Accordingly, the demurrer to the second cause of action for breach of implied covenant of good faith and fair dealing is SUSTAINED with twenty days leave to amend.
B. Promissory Fraud
Defendant also demurs to the third cause of action for promissory fraud on the grounds that the SAC fails to state sufficient facts to constitute a cause of action upon which relief can be granted. Defendant also specially demurs to the third cause of action for promissory fraud on the grounds of uncertainty.

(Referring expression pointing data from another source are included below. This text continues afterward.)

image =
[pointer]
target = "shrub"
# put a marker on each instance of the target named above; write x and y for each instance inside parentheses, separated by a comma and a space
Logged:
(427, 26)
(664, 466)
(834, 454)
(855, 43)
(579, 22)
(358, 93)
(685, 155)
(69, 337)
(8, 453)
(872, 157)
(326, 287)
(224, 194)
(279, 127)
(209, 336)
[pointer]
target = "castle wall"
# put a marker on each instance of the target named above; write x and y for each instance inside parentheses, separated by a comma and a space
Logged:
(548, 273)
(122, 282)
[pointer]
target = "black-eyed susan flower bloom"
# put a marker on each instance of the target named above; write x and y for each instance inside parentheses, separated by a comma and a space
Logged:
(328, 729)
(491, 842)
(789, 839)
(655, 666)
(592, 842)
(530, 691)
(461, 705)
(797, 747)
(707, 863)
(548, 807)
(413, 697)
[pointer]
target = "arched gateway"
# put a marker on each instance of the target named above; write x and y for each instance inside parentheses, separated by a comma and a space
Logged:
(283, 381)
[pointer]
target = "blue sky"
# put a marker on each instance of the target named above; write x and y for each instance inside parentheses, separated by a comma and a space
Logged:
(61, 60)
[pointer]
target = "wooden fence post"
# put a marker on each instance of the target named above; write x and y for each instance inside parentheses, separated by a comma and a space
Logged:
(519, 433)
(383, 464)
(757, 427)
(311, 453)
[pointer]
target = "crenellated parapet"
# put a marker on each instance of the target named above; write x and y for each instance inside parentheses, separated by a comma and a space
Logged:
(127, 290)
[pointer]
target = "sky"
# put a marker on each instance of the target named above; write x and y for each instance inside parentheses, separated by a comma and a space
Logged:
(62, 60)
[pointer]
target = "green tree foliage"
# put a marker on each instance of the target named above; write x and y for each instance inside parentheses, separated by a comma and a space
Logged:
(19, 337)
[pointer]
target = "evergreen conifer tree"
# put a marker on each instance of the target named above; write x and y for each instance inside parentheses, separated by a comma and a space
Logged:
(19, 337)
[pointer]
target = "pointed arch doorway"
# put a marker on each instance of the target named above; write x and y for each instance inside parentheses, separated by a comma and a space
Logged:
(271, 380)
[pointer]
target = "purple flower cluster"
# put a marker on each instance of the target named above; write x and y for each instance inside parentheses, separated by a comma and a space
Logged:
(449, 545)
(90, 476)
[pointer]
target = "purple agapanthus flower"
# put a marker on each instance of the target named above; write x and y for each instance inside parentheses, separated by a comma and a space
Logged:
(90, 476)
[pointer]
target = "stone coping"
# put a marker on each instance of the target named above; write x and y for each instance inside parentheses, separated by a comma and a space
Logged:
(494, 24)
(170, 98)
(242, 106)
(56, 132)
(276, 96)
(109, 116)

“‘Promissory fraud’ is a subspecies of the action for fraud and deceit. A promise to do something necessarily implies the intention to perform; hence, where a promise is made without such intention, there is an implied misrepresentation of fact that may be actionable fraud.” (Lazar v. Superior Court (1996) 12 Cal.4th 631, 638.) The elements of promissory fraud (i.e., of fraud or deceit based on a promise made without any intention of performing it) are: (1) a promise made regarding a material fact without any intention of performing it; (2) the existence of the intent not to perform at the time the promise was made; (3) intent to deceive or induce the promisee to enter into a transaction; (4) reasonable reliance by the promisee; (5) nonperformance by the party making the promise; and (6) resulting damage to the promise. (Muraoka v. Budget Rent–A–Car (1984) 160 Cal.App.3d 107, 119.)
Fraud must be pled in the complaint specifically. General and conclusory allegations are not sufficient. (Stansfield v. Starkey (1990) 220 Cal.App.3d 59, 74; Nagy v. Nagy (1989) 210 Cal.App.3d 1262, 1268.) Unlike most causes of action where the “the policy of liberal construction of the pleadings,” fraud requires particularity, that is, “pleading facts which show how, when, where, to whom, and by what means the representations were tendered.” (Stansfield, supra, 220 Cal.App.3d at 73; Lazar v. Superior Court (1996) 12 Cal.4th 631, 645.) Every element of a fraud cause of action must be alleged both factually and specifically. (Hall v. Department of Adoptions (1975) 47 Cal.App.3d 898, 904; Cooper v. Equity General Insurance (1990) 219 Cal.App.3d 1252, 1262.)
Here, Plaintiff’s SAC fails to satisfy the heightened specificity requirement when pleading their third cause of action for promissory fraud. The SAC alleges that Defendant committed fraud because at the time the parties entered into the contract, Defendant had the intention not to perform. (Dem. Opp. at p. 5-6.) The allegations in the SAC, however, claiming that “defendant defrauded plaintiff on or about December 14, 2017 and during subsequent dates” and that “Defendants made the representations with the intent to defraud the Plaintiff” are not pled with sufficient particularity. (SAC ¶¶ 36, 37.) These allegations lack details necessary details such as “how, when, where, to whom, and by what means the representations were tendered.” In addition, the SAC does not allege specific facts about Defendant’s intention when making the representations to Plaintiff or whether Plaintiff’s reliance on Defendant’s representation is justifiable.
Accordingly, Defendants demurrer to the third cause of action for promissory fraud is SUSTAINED with twenty days leave to amend.
[1] Plaintiff served Defendant with the first amended complaint on February 12, 2019. However, Plaintiff did not file the complaint with the court until March 22, 2019.
[2] Plaintiff’s first amended complaint was properly and timely filed with the court on March 22, 2019. (Code Civ Proc. § 472.) Plaintiff’s second amended complaint was improperly filed because Plaintiff did not obtain leave of the court. However, Defendant does not object to the improper filing and the parties appear to have agreed to using the second amended complaint. Accordingly, the court will treat the second amended complaint as the operative first amended complaint.